Nina Spilger: İnsanlar mutluluk arayışından bahseder. Mutluluk peşinde olduklarını, mutluluğu aradıklarını... Aramanıza gerek yok, karar verebilir, tercih edebilirsiniz demek işte çok güçlü! Ve aradaki fark çok büyük. Bu kararı bir kere verdiniz mi, hayat çok daha kolay.
Ömer Madra: Ben de şunu ekleyeyim: Jim ve film günümüz koşulları ile de uyum içinde. Jim de 68’li bir özgürlükçü esasen. Devrimci, diyebilirim hatta. Bu manada, biz şu an konuşurken dünyadaki harekete – Greta Thunberg’in ve başka pek çok kadının çektiği harekete – baktığımızda büyük bir bağ görüyorum. Film bu manada çok güncel!
Nina Spilger: Jim’in şu söylediklerini de unutmayalım: “daha çok insan buluşur, birlikte bir şey yaparlarsa, daha güçlü olurlar.” İnsanlar Greta’dan ilhamla bir araya geldikleri için hareket çok daha güçlü bugün.
Ömer Madra: Halkın, insanların gücü!
Ece Ger: Çok ilginç, filmi bitirdiğimde, ilk gösterimden sonra, ilgi odağım Greta oluverdi.
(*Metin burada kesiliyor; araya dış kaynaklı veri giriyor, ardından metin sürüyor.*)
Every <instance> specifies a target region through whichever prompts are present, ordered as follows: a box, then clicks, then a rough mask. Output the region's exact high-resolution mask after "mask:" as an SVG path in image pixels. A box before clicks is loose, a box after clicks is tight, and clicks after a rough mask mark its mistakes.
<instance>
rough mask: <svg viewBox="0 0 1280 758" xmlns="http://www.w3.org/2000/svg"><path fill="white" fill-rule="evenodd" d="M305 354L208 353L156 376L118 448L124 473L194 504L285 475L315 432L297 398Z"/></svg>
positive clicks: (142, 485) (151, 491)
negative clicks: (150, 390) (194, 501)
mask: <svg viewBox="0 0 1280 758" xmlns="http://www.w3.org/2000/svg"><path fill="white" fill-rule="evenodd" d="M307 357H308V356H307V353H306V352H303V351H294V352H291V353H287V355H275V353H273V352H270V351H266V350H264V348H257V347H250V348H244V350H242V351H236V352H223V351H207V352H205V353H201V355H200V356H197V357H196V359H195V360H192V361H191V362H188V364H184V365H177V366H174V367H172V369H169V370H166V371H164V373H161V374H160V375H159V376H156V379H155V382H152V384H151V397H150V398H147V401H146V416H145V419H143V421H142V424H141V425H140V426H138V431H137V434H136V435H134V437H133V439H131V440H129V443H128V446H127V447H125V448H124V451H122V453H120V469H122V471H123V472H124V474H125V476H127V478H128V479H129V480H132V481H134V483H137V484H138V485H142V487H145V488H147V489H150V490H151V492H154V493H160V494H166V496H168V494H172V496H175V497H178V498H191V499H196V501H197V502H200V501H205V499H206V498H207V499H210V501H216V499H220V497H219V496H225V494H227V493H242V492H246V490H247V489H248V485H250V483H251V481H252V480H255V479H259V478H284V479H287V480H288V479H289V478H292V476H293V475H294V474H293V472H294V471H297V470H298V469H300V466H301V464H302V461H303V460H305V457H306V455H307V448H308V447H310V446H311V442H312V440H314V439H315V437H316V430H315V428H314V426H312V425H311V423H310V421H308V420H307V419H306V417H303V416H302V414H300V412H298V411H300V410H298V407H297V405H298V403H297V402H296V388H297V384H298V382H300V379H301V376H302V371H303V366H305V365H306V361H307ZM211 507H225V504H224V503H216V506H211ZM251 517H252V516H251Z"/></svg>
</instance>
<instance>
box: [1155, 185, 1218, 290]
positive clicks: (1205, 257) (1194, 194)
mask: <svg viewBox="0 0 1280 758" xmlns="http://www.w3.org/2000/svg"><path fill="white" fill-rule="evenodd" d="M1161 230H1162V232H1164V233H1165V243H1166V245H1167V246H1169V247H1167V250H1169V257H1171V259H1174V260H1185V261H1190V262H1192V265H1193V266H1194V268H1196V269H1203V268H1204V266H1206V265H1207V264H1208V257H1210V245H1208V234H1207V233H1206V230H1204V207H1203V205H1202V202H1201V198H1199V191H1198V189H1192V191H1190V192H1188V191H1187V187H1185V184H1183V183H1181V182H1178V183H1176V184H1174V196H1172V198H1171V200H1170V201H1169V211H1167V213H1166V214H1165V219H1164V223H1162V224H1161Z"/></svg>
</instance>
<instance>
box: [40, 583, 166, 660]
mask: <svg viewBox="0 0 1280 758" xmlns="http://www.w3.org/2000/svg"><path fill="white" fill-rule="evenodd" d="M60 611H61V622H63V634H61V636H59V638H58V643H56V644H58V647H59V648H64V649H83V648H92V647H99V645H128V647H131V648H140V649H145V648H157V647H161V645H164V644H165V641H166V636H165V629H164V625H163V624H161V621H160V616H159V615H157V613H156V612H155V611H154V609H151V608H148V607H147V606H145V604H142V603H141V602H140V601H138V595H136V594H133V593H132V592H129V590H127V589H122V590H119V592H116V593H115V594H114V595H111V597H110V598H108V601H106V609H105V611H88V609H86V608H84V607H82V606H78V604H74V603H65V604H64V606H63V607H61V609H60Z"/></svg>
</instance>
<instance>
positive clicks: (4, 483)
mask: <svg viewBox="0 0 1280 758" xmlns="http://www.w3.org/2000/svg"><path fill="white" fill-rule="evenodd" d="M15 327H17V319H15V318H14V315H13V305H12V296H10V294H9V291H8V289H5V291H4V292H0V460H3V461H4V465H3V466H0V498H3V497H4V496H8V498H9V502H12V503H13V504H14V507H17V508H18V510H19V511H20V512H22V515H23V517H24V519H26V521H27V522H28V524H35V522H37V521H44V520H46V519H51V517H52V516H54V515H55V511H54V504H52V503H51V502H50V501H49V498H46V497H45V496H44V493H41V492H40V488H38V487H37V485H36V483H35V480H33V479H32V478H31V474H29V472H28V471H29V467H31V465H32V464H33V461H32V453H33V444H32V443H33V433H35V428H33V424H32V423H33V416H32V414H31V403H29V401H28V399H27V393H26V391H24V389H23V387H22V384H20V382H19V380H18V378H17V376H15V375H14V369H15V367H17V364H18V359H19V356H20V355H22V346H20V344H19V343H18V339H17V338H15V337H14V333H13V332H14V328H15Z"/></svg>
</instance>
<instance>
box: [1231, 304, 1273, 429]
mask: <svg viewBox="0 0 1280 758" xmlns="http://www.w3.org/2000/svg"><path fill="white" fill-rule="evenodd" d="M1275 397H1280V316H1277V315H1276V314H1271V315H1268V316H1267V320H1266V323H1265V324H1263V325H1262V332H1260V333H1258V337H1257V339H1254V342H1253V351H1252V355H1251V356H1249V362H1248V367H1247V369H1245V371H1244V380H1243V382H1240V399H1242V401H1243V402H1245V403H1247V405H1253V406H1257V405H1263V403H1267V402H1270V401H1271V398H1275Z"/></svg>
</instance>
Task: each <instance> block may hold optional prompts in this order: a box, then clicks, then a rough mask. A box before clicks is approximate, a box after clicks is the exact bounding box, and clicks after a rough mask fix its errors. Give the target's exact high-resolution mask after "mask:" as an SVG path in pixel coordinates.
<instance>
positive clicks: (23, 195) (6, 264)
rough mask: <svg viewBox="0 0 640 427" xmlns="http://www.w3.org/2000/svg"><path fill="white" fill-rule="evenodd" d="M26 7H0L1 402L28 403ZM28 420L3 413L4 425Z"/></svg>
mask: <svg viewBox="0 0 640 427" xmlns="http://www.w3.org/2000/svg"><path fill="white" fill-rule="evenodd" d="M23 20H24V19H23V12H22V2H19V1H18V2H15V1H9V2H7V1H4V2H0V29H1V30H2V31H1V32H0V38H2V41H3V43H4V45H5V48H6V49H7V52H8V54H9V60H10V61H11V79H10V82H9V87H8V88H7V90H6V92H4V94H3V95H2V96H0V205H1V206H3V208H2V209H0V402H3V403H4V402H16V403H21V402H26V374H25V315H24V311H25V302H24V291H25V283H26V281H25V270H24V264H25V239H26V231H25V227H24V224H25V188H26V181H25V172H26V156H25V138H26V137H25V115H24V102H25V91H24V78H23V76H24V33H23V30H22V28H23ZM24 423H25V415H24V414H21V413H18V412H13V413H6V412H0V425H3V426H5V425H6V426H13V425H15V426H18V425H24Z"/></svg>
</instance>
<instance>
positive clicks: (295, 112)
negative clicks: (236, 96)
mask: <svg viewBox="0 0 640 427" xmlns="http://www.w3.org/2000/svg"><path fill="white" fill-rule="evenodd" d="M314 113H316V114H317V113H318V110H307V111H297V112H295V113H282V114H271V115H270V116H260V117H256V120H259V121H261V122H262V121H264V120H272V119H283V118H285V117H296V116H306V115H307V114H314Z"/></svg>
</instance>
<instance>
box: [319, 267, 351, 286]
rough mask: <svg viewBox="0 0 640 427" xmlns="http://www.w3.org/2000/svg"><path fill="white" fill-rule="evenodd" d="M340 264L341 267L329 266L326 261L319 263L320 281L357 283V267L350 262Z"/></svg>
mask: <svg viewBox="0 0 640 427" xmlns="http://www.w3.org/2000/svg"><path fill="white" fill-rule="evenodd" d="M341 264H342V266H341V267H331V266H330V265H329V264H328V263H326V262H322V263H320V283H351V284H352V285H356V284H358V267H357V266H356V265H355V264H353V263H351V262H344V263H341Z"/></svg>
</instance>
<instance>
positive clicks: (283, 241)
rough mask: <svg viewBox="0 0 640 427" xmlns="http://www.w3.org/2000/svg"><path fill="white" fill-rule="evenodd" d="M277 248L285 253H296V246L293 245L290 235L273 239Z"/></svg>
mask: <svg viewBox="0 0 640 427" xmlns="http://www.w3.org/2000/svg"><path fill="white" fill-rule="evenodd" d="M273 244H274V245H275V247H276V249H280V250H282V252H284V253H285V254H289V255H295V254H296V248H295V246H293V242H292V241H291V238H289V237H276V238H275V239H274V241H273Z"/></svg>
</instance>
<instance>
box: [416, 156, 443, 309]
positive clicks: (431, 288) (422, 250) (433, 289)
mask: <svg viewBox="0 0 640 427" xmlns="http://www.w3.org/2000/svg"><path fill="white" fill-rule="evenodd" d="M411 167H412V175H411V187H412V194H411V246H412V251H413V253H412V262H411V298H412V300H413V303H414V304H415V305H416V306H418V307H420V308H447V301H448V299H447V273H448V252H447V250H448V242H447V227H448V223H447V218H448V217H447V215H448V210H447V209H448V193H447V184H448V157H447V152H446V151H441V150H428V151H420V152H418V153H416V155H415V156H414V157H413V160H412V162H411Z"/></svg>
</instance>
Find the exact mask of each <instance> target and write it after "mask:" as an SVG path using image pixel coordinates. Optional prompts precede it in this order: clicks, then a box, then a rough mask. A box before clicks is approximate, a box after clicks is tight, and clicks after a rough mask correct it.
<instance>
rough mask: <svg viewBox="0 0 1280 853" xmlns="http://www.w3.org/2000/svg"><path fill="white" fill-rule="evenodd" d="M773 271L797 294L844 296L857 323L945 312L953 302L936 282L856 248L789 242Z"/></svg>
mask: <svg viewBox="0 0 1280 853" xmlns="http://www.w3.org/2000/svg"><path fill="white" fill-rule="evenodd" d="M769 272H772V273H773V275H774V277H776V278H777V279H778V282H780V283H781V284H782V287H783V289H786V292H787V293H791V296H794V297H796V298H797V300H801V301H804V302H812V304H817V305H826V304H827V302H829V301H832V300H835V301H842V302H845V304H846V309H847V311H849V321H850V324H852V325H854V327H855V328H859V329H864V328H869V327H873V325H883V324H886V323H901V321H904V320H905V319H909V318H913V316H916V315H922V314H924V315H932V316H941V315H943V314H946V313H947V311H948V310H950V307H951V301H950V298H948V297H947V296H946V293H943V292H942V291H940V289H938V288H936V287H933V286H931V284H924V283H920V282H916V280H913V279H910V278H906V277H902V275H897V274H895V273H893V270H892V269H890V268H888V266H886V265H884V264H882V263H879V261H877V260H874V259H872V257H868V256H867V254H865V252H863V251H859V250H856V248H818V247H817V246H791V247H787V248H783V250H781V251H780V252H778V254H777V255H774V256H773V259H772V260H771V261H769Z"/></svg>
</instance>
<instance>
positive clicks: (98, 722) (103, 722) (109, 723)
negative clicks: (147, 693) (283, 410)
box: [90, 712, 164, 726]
Bir yıldır onu takip ediyorum. Jim’den sonraki ilk heyecanım da Greta oldu!
Ömer Madra: Tam da bunu söylüyordum..
Ece Ger: Sanırım bir rastlantıdan fazlası bu. Bir bağlantı var evet!
Ece & Nina: Çok teşekkür ederiz.
Ömer & İlksen: Biz teşekkür ederiz.
**
Meeting Jim belgeseli dünyayı dolaşmayı sürdürüyor. En son gösterildiği Boston Türk Film Festivali’nde de en iyi belgesel ödülüne layık gösterildi. Tebrik ediyoruz. Filmin İstanbul gösterimleri şöyle:
15 Aralık Pazar günü, saat 20:30'da DasDas; 16 Aralık Pazartesi saat 21:00’e Kadıköy Sineması; 18 Aralık Çarşamba, saat 19:00'da Kolektif House (ücretsiz); 19 Aralık Perşembe, saat 19:30'da Soho House.